Duduk Perkara Polemik Rumah Guruh, Ini yang Harus Dipahami
Jakarta, CNBC Indonesia - Guruh Soekarno Putra terjerat masalah rumah yang berlokasi di Jalan Sriwijaya III No 1 Jakarta Selatan. Masalah ini bermula dari pinjaman yang diajukannya.
Saat itu, Guruh mengajukan pinjaman untuk bisnis sebesar Rp 35 miliar kepada Suwantara Gotama di Mei 2011. Pinjaman tersebut memiliki bunga 4,5% dengan jangka waktu tiga bulan.
Gotama menyetujui pinjaman dengan syarat Perjanjian Perikatan Jual Beli atau PPJB. Pada 3 Mei, perjanjian kuasa menjual dan mengosongkan dibuat.
Sebelum jatuh tempo, Guruh menghubungi Gotama namun tidak ada jawaban. Berikutnya Guruh bertemu dengan Susy Angkawijaya, yang disebut akan membantu pelunasan utang tersebut, pada 3 Agustus 2011.
Saat itu, Susy mengajukan syarat pembuatan Akta Jual Beli (AJB) pada Guruh. Harga jual beli yang disepakati Rp 16 miliar, di mana Guruh mengaku tak pernah menerimanya.
"Jadi itu hanya murni di tanggal 3 Agustus 2011 itu hanya murni dibuat AJB antara Mas Guruh sebagai penjual, Susy sebagai pembeli," ujar pengacara Guruh, Simeon Petrus, dilansir detik.com, dikutip Minggu (20/8/2023).
AJB, menurut Guruh, digunakan Susy untuk menggugatnya dan mengklaim rumahnya. Pada akhirnya Guruh dijatuhkan hukuman ganti rugi materiil Rp 23 miliar.
Sejak 31 Agustus 2022, Guruh juga telah diminta meninggalkan rumahnya. Pada 4 Agustus 2023, proses eksekusi dimulai.
Pelajaran dari Kasus Guruh
Sebagai informasi, AJB merupakan bukti transaksi sebuah aset. Akta tersebut diterbitkan oleh Pejabat Pembuat Akta Tanah (PPAT) dan didapatkan usai transaksi jual-beli.

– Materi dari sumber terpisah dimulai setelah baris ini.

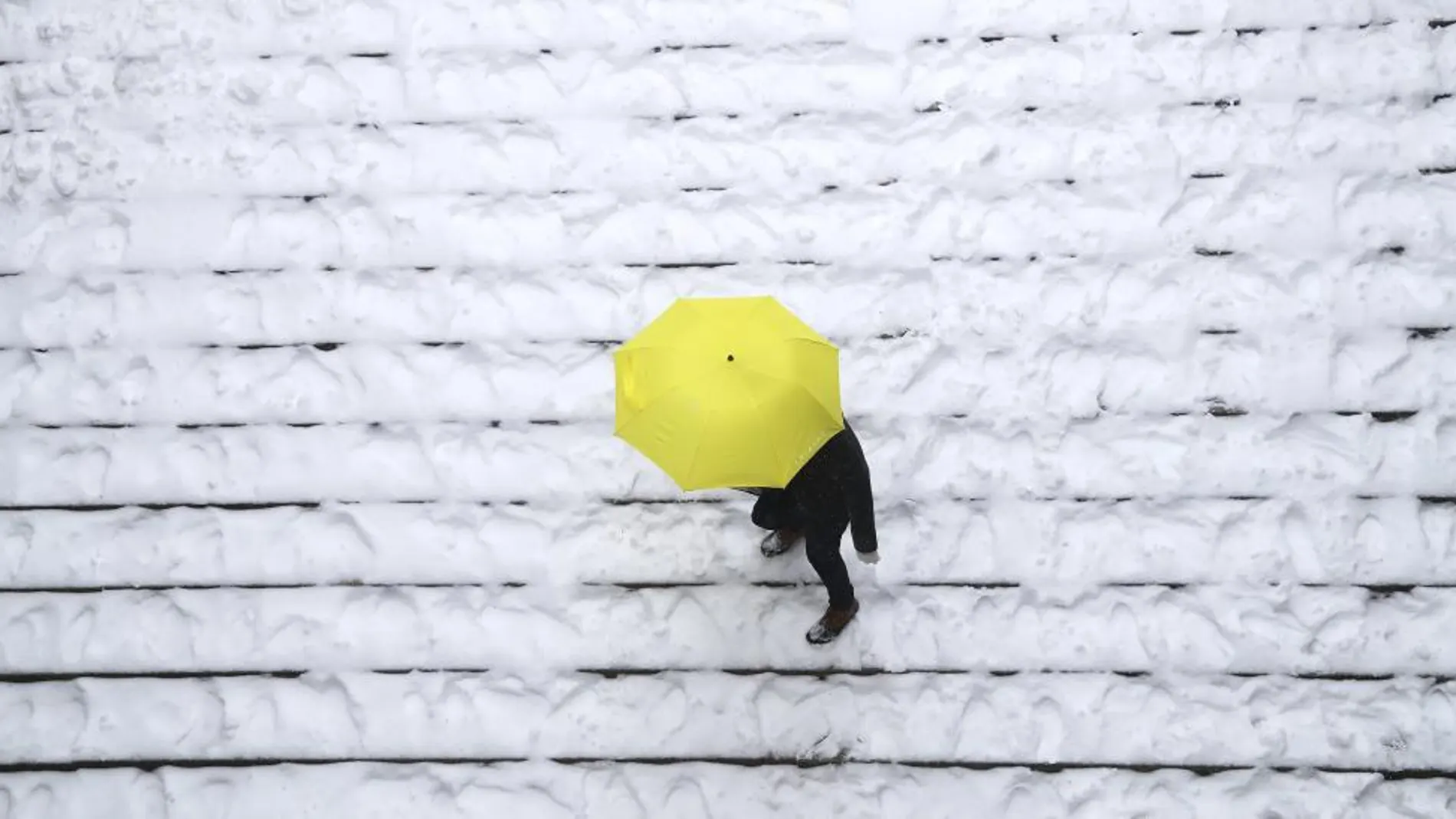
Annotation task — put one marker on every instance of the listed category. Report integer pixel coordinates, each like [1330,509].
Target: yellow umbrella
[728,391]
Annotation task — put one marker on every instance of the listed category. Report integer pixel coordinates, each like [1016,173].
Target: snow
[960,718]
[702,790]
[309,503]
[1210,629]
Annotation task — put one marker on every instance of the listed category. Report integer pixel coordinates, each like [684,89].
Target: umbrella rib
[778,453]
[698,448]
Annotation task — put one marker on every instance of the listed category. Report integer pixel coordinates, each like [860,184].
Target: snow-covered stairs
[307,496]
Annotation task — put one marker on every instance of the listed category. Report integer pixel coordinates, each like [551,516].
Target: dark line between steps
[1216,411]
[305,505]
[330,345]
[1378,589]
[1048,768]
[41,678]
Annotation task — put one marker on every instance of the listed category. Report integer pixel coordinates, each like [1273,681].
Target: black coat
[833,486]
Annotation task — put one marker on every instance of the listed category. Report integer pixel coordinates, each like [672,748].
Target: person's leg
[823,550]
[778,513]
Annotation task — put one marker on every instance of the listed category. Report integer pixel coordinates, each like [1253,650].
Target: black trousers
[823,531]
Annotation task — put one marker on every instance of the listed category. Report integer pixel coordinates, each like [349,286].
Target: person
[831,492]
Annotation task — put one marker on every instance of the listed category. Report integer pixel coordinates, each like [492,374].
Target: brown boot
[830,626]
[779,542]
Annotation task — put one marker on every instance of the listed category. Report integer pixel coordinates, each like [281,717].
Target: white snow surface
[309,503]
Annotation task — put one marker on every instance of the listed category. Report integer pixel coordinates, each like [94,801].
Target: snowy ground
[309,503]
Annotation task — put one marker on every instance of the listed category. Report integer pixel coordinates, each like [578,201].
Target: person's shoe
[779,542]
[831,624]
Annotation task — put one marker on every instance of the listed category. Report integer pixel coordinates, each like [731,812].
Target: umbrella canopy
[728,393]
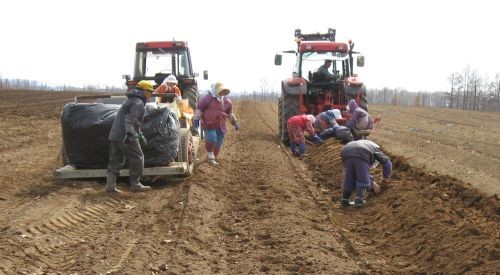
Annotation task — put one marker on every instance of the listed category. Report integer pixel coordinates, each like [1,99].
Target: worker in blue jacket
[124,139]
[358,157]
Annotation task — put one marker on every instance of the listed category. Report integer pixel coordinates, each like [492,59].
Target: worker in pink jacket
[296,125]
[212,110]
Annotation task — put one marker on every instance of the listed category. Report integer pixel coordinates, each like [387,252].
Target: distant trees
[33,85]
[470,91]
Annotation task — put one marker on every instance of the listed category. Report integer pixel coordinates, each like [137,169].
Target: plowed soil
[261,211]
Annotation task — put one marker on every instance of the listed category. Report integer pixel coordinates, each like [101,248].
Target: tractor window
[311,61]
[165,61]
[184,64]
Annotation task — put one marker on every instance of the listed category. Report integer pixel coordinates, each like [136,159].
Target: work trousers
[132,153]
[356,174]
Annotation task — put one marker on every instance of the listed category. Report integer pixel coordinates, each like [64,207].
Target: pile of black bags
[86,126]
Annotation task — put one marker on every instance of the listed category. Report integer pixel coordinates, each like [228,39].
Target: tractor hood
[354,81]
[294,85]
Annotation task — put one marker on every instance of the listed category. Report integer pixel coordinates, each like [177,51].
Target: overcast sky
[410,44]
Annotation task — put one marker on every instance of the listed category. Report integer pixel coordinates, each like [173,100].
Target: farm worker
[323,70]
[169,85]
[212,110]
[296,125]
[357,158]
[338,132]
[325,120]
[359,120]
[124,139]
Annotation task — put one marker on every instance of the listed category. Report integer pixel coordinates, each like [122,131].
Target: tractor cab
[157,60]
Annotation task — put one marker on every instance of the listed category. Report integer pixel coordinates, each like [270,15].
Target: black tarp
[86,126]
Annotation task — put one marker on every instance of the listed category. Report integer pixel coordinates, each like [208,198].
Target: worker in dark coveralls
[124,139]
[358,157]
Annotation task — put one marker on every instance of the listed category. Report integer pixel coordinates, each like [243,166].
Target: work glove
[317,139]
[143,139]
[127,138]
[196,123]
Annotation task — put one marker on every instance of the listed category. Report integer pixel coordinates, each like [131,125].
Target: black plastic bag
[86,127]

AJB juga bukan bukti sah kepemilikan tanah. Sebab ini adalah dokumen untuk pembuktian adanya peralihan hak pada tanah dan bangunan.
Berdasarkan Undang-undang nomor 5 tahun 1960 tentang Pokok Agraria, sertifikat bukti kepemilikan tanah/properti tak ada yang wujudnyaAJB. Yang dikenal adalahSHM (Sertipikat Hak Milik),SHGB (Sertipikat Hak Guna Bangunan), SHGU (Sertipikat Hak Guna Usaha), atau SHSRS (Sertipikat Hak Satuan Rumah Susun).
Namun pada kasus ini terdapat hal yang janggal karena pihak Guruh merasa tak pernah menerima Rp 16 miliar. Sementara pihak Susy juga belum berkomentar soal pembayaran tersebut.
Sebagai catatan, jangan sembarangan berutang pada perorangan. Ini akan kian rumit, apalagi saat sudah masuk ke ranah hukum. Karena akan menyita waktu dan juga menguras biaya yang tidak sedikit.
Ada baiknya meminjam dana ke lembaga keuangan saja. Apalagi jika tujuannya untuk bisnis.
Perlu diingat juga untuk jangan pernah meminjam uang tanpa mengetahui alasan yang jelas. Sementara bagi orang yang meminjam, Anda perlu tahu kemampuan untuk membayar utang.